There are two differing views on how to manage processes across the supply chain. The first is the transactional view that focuses on making supply chain processes more efficient and effective based on quantitative metrics. This can be achieved through supply chain network redesign to promote speed and eliminate redundancy. By standardizing transactions to improve efficiency, and by implementing better information technology to improve the transfer of information and improve accuracy.
The second, the relationship view, is focused on managing relationships across the supply chain. This involves managing relationships between people and organizations and linking-up processes across organizations of the supply chain. For example, this might mean managing the order fulfillment process throughout the entire chain coordinating with suppliers and measuring performance along the chain.
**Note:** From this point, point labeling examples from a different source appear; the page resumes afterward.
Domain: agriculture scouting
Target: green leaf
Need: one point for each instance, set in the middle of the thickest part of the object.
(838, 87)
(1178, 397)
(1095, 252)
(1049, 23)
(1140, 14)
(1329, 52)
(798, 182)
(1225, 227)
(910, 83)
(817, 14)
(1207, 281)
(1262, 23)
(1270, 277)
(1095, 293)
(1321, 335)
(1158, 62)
This also means that managers from each organization who are part of the process coordinate activities, work toward common goals, and have a common language.
Each approach to managing processes across the supply chain has its advantages. With the first, the focus is to make supply chain transactions more efficient and effective based on measurable metrics. The second, objective is to structure interfirm relationships in the supply chain for the long-term benefit of all the supply chain members.
This requires a joint vision and partnering. Ultimately the best way to manage processes across the supply chain is to use both approaches—focus on efficiency of transactions and create long-term interfirm relationships.
Once again consider ASICS. It focused on both approaches. It first brought efficiency to the distribution network by balancing ﬂows through the network. It also relied on its relationship with its 3PL provider to take over some duties and handle the “overﬂow” of goods.